Along with all of the vast secondary source materials I read throughout the writing process, the ability to view the primary source materials in their eighteenth-century handwritten form cannot be underestimated. I do not believe I could have come to solid conclusions on many of my assertions had hands-on observations not been possible. Unfortunately for Edwards’s enthusiasts today, Edwards did not have a secretary who wrote his sermons as he delivered them. However, with men such as Spurgeon in the nineteenth-century, we have his personal sermon notes along with written notes of his actual delivery. This variance makes our interpretation of Edwards’s communication practices and actual delivery much more complicated over the course of his life.
So tell us about “Jonathan Edwards: Beyond the Manuscripts.” Give us an overview of this project and what you hope readers will learn here.
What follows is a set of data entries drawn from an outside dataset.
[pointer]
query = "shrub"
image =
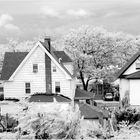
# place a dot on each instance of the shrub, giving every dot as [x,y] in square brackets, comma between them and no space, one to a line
[50,122]
[12,99]
[8,123]
[125,101]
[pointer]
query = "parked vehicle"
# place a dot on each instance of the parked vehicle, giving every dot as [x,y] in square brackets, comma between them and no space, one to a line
[108,97]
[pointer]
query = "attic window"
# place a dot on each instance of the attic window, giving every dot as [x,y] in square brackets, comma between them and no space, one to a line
[35,68]
[57,87]
[137,65]
[54,69]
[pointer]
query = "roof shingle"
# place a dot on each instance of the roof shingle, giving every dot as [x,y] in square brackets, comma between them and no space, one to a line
[11,62]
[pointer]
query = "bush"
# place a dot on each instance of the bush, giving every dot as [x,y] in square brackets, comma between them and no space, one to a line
[126,100]
[8,123]
[52,121]
[130,115]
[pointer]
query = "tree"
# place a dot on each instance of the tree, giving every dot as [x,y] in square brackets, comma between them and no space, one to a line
[97,53]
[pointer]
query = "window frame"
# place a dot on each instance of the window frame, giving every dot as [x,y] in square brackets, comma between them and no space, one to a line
[27,87]
[54,69]
[57,87]
[35,68]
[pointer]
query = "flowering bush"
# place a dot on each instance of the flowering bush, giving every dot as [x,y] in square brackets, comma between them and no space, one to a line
[50,121]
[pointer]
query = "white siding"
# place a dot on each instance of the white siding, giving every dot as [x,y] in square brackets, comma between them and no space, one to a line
[69,67]
[135,92]
[67,86]
[16,88]
[132,68]
[124,87]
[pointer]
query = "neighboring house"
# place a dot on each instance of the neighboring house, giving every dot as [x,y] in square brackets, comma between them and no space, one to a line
[129,77]
[93,114]
[51,98]
[82,96]
[41,70]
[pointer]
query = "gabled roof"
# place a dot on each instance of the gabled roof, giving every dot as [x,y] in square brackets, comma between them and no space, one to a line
[61,54]
[11,62]
[93,112]
[135,75]
[61,64]
[127,65]
[82,94]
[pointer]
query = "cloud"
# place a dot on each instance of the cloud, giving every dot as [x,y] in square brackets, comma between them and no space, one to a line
[5,22]
[111,14]
[78,13]
[11,27]
[49,11]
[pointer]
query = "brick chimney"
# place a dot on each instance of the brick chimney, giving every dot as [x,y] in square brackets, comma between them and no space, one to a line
[48,75]
[47,43]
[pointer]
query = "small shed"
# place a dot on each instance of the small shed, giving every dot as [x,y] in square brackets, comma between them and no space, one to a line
[83,96]
[94,114]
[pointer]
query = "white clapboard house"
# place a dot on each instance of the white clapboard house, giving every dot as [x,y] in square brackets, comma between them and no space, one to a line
[42,70]
[129,77]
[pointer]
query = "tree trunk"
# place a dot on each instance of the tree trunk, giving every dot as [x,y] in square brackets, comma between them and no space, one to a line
[85,84]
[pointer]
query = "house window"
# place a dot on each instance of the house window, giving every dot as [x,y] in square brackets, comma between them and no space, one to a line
[57,87]
[137,65]
[54,69]
[35,68]
[27,88]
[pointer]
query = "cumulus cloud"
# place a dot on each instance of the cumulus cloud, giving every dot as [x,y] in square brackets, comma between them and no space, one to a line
[79,12]
[49,11]
[112,14]
[4,19]
[5,22]
[11,27]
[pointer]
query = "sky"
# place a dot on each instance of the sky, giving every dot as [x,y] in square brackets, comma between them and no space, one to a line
[28,19]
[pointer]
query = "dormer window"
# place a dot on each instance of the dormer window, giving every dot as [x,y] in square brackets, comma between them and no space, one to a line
[137,65]
[54,69]
[35,68]
[57,87]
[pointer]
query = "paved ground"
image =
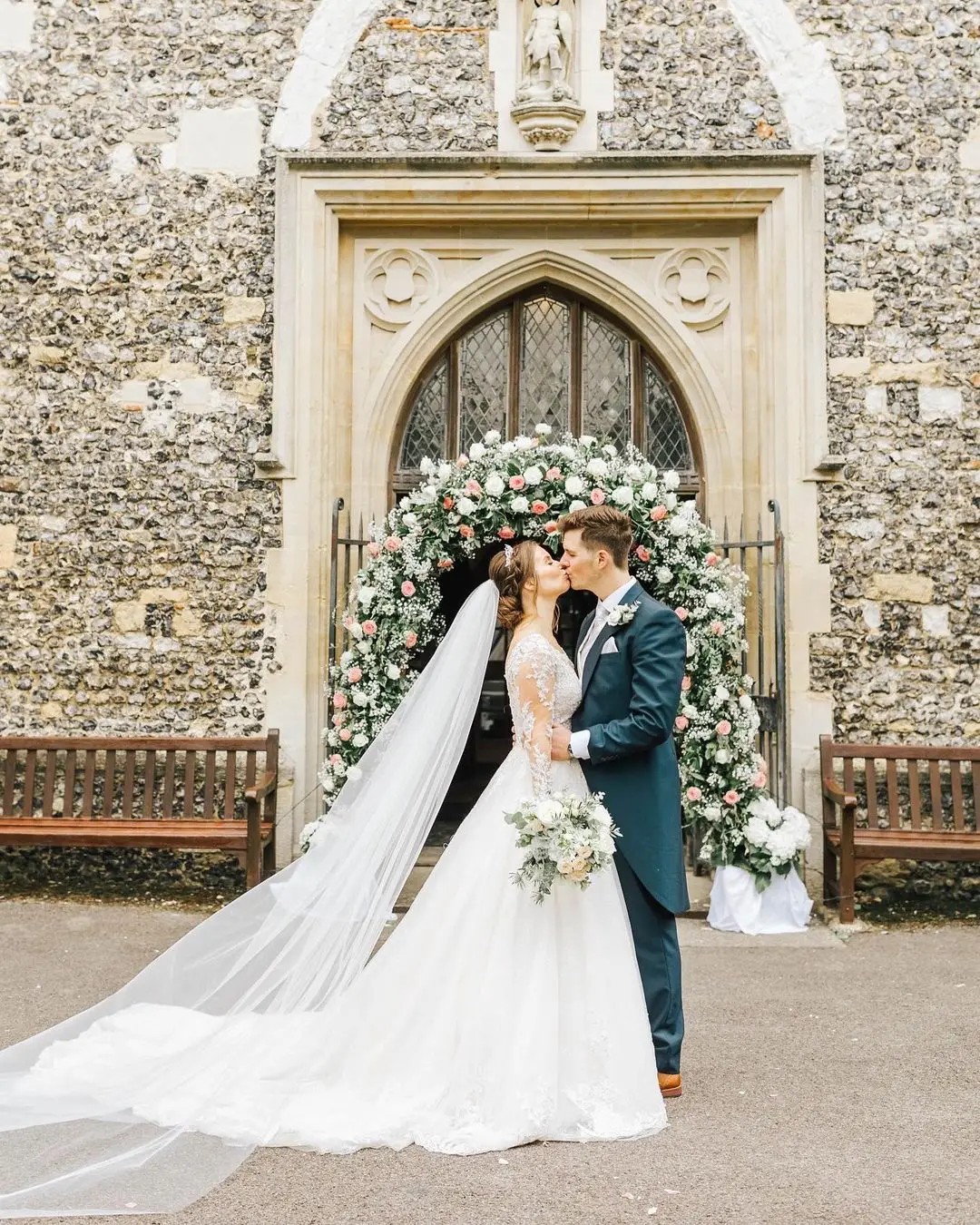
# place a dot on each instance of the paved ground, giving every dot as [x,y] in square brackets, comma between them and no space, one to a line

My desire is to take readers through the life of an eighteenth-century scholar and explain that a journey exists in one’s own preparation and speaking style. I also endeavor to draw the reader into Edwards’s age of spiritual awakening and, at the same time, reveal important twenty-first-century applications of his communication and developmental stages.
I also address questions people often ask. Was Jonathan Edwards striving to maintain a precision, while becoming more extemporaneous? Furthermore, do the manuscripts prove that he was a monotone, stoic, lifeless preacher, with insufficient ability to adapt and transition to diverse audiences and settings? I invite the readers not only to see the development of the man that many historians regard as “America’s greatest theologian and philosopher,” but also to discover if he ever moved beyond the manuscripts in preparation and delivery?
Were there any “Aha” moments for you during the writing of this project?
Yes, when I began to realize that Edwards was not just a great composer of sermons, he was also to a great extent involved in examining others’ rhetorical methods and developing his own communication strategies. I was also astonished by the numerous communication settings that he participated in and his ability to adapt in an effective manner. We observe that late in his life, he simultaneously pastored both an English and Mohican congregation at Stockbridge, and was finally willing to take on the position as President at the College of New Jersey.
Is this going to be available in both paperback and ebook format?
The book will be available in hardback, paperback, and ebook.
Do you have any other major projects in the works for the future?
Yes, I am presently working on my next book on the Transatlantic exchange between Jonathan Edwards and John Erskine and the American and Scottish awakenings.
Any other Edwards-related recommendations or shout-outs for our readers?
Yes, I recently read a book written by:
Crawford, Michael J. Spring. 1991. “New England and the Scottish Religious Revivals of 1742.” American Presbyterians 69, no. 1: 23-32.